As of October, goods vehicles over 12 tonnes now require a permit to drive into Greater London under DVS – which is based on a ‘star rating’ indicating how much a driver can see from the cab and was developed to protect vulnerable road users.
It was recently announced that enforcement of the legislation will only be introduced from March 2021 because of the upheaval logistics firms and other HGV operators have faced because of the coronavirus epidemic.
But there is an unwritten deadline of 31 January 2021 because fleet operators must allow TFL 28 days to approve or reject applications, warns vehicle road safety expert Emily Hardy, of Kent-based Brigade Electronics.
She said: “This deadline does not allow for time if your application is rejected, so applications must be sent out in good time to avoid liability headaches down the line.
“An additional factor is that some manufacturers are taking two weeks to respond to star rating enquiries, so fleet managers need to factor in an additional deadline date of January 2021.

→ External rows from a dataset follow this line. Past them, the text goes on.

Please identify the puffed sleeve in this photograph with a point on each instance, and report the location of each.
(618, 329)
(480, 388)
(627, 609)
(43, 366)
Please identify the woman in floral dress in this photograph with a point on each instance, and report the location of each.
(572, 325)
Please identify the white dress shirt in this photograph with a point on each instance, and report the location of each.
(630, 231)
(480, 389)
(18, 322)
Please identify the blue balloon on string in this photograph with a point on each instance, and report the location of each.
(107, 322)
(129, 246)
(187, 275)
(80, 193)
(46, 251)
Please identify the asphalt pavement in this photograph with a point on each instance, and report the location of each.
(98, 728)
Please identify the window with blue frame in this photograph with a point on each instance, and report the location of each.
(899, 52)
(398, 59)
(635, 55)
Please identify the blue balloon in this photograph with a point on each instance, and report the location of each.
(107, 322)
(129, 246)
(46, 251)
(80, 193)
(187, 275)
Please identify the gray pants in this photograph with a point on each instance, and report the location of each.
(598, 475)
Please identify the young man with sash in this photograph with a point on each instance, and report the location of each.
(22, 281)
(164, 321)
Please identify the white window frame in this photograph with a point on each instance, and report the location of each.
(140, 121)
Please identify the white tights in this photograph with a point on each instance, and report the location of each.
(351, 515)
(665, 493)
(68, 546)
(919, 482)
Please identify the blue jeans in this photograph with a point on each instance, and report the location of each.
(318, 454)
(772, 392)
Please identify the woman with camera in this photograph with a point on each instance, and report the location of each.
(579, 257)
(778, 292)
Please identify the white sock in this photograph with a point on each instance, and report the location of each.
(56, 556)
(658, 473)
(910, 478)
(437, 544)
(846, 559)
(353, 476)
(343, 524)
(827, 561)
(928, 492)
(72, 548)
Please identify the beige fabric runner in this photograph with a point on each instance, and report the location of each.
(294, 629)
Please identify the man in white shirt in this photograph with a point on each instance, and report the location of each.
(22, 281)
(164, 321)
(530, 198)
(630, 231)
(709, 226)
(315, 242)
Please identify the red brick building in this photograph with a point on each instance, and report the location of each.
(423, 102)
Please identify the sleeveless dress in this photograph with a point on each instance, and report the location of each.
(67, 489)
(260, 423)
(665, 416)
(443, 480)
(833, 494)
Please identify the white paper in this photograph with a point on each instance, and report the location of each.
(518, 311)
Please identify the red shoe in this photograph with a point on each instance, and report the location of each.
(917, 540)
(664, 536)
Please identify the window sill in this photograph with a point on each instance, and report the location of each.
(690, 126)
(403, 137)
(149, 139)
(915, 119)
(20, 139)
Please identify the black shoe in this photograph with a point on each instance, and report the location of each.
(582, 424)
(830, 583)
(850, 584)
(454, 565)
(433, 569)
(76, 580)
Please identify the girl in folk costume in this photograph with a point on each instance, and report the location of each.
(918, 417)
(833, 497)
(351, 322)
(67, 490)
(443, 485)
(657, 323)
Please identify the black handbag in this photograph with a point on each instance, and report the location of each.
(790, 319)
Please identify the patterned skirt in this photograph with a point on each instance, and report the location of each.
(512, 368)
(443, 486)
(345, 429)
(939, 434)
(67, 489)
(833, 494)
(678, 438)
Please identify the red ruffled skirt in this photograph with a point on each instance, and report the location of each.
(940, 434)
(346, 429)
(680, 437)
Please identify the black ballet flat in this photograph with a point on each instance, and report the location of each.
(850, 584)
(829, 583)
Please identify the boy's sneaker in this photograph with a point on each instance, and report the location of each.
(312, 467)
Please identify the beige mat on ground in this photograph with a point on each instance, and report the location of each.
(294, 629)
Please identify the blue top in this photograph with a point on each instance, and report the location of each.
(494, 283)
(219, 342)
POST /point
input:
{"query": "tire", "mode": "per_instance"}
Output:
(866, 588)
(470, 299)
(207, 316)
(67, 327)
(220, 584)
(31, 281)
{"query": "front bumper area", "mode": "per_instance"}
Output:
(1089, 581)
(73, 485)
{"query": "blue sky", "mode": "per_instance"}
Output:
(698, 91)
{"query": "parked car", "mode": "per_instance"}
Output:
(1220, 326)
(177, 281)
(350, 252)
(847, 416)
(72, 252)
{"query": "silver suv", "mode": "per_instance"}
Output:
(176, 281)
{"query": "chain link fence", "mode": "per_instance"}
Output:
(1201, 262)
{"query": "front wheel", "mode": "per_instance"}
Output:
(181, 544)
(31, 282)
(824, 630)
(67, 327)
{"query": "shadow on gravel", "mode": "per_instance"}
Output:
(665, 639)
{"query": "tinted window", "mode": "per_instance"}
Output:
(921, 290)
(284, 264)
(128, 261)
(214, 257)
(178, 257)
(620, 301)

“The consequences of failing to plan ahead are tangible. If you have not received confirmation of your permit by March 1 your vehicles will not be recognised by the Automatic Number Plate recognition cameras – and you will receive a penalty charge notice.”
Brigade, which has been at the forefront of the vehicle safety market since 1976 when it introduced the reversing alarm into the UK, is urging operators to act sooner rather than later.
The company has created a handy web page with easy-to-follow instructions on applying for a DVS permit.
Brigade has other concerns with TfL’s DVS, such as is its misguided focus on ‘direct vision’ – where the driver sees through unimpeded line of sight – at the expense of ‘indirect vision’ – where drivers have an awareness of their surroundings through state-of-the-art camera monitor systems and ultrasonic obstacle detection.
TfL claims drivers using indirect vision have a slower response time, resulting in an increased incidence of simulated pedestrian collisions.
But direct vision also has its limitations, according to Brigade’s founder and chairman Chris Hanson-Abbot OBE. He says cameras, sensors and reversing alarms are vital tools to prevent accidents.
He said: “TfL’s research is flawed and simplistic when it comes to technology.
“No one is doubting the importance of direct vision, but it relies on the driver looking in the right place at the right time to see the potential danger.
“Safety technology is more than just indirect vision. It includes passive and active systems that alert the driver to something in their blind spot – which encourages them to look.
“The TfL guidelines create an impression that if you have direct vision you don’t need to fit sensors and other tech. This is a backwards step and diminishes the good work of schemes like CLOCS and FORS that have raised industry standards.